When the Tejon Street franchise opened at noon on April 30, I was third in line, curious to see if 100 folks would stampede for the advertised "free gift bag." While I lingered, maybe 50 people assembled, civilly.
I also wanted to see if owner and Hurricane Katrina evacuee Debra Canale and her crew would be ladling out any sass with the soup on day one; on the Web site and store wall are posted Al's rules, which stipulate, "The line must be kept moving," in accordance with the attitude that inspired the Seinfeld spoof.

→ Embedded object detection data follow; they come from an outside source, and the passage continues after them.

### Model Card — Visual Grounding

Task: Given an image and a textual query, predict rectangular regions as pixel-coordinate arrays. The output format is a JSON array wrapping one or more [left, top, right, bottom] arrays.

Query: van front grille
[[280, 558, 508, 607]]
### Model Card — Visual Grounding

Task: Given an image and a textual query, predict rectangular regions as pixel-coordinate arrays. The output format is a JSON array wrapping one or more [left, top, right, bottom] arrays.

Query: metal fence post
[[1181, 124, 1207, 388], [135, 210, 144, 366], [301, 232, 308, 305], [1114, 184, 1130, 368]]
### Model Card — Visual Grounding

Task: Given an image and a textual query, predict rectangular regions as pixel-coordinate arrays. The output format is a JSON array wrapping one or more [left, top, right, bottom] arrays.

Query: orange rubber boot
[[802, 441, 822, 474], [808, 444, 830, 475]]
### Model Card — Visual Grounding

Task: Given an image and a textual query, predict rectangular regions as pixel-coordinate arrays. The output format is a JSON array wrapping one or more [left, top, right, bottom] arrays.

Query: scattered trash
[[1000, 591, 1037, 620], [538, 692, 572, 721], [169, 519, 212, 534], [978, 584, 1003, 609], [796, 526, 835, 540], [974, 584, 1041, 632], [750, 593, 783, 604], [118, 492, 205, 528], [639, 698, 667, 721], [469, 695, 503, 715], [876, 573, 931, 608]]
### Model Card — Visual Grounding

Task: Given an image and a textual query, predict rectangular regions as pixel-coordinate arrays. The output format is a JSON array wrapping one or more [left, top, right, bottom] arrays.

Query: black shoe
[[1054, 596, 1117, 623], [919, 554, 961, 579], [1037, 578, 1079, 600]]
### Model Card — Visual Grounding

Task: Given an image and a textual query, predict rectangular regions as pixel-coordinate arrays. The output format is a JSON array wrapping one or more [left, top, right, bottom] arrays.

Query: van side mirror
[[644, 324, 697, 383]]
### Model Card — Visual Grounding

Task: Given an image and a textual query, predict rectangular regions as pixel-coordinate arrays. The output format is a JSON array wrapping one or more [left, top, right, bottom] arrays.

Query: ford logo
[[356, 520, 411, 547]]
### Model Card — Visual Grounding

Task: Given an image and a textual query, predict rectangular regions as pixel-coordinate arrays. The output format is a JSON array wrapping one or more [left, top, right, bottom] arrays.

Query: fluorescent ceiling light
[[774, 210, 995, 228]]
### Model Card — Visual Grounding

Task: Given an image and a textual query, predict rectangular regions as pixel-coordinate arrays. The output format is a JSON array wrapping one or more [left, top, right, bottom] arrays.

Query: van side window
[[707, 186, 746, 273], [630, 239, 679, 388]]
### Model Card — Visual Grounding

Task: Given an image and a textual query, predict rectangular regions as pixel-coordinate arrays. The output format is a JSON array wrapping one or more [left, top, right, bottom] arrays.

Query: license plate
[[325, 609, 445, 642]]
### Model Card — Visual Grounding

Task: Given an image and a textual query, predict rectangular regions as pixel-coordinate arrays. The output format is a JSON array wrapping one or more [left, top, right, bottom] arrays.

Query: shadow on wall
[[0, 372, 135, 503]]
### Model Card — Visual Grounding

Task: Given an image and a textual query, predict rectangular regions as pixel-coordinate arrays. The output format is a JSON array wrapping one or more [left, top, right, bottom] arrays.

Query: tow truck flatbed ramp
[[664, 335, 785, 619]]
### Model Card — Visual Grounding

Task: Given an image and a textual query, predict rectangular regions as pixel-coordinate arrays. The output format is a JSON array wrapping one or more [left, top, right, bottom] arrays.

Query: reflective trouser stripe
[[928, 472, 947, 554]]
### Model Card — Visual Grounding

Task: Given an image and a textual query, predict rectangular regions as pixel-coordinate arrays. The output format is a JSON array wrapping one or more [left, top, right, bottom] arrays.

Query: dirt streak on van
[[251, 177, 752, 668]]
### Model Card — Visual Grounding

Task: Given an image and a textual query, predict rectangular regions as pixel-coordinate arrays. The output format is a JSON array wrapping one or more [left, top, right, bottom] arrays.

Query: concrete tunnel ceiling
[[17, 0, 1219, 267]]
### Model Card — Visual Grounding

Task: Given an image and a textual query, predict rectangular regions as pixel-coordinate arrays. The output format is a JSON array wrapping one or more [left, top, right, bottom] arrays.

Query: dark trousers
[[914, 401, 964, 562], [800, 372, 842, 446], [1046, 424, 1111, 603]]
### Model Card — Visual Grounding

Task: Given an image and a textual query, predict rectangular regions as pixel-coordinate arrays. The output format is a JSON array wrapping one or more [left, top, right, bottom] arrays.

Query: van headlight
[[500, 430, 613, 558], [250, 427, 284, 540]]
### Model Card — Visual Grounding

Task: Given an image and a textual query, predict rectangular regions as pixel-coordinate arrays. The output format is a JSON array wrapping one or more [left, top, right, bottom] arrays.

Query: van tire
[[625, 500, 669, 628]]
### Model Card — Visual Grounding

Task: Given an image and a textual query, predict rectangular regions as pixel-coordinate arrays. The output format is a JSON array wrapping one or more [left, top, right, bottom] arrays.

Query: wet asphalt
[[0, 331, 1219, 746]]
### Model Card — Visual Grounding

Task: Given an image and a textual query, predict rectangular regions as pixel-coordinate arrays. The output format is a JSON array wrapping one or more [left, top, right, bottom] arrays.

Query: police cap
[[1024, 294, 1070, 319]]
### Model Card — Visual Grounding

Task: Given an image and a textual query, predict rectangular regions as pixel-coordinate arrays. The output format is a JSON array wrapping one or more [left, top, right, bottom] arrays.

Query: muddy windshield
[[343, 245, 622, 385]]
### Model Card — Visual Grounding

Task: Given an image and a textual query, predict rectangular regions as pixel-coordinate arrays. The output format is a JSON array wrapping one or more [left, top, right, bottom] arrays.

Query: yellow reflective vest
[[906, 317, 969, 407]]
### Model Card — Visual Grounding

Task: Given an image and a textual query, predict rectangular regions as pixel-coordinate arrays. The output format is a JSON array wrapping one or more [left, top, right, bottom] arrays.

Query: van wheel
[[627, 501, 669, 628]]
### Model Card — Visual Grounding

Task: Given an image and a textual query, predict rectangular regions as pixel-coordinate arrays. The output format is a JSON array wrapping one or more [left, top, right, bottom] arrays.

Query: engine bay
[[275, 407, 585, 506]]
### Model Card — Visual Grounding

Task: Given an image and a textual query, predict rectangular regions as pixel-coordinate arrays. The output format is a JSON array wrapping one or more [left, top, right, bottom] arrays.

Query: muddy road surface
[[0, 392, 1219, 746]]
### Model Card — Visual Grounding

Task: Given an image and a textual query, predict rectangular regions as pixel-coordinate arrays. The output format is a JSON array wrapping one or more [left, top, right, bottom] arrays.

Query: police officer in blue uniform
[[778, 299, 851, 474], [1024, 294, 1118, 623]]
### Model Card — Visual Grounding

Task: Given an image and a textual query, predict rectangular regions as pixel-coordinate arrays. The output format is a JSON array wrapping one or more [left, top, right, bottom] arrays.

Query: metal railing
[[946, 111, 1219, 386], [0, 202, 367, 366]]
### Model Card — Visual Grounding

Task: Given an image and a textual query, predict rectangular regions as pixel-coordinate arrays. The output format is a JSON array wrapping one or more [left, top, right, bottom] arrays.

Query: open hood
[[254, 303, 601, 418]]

As it turns out, at least one tradition has died through the franchise. But I actually appreciated a few seconds to pick my soup without guff.
I started with a cup of the famed lobster bisque ($7.95) and added a tomato, mozzarella and basil sandwich to make it into a combo meal (adding $3 to the price). That included a hunk of bread (white or wheat), a piece of fruit (apple, banana or orange), a small chocolate treat and a drink.
The bisque was simply transcendent so good that I didn't care that it comes ready-to-heat-and-serve from corporate. Upon first bite, everything became clear to me: This was why people stood in line in the rain in Manhattan ...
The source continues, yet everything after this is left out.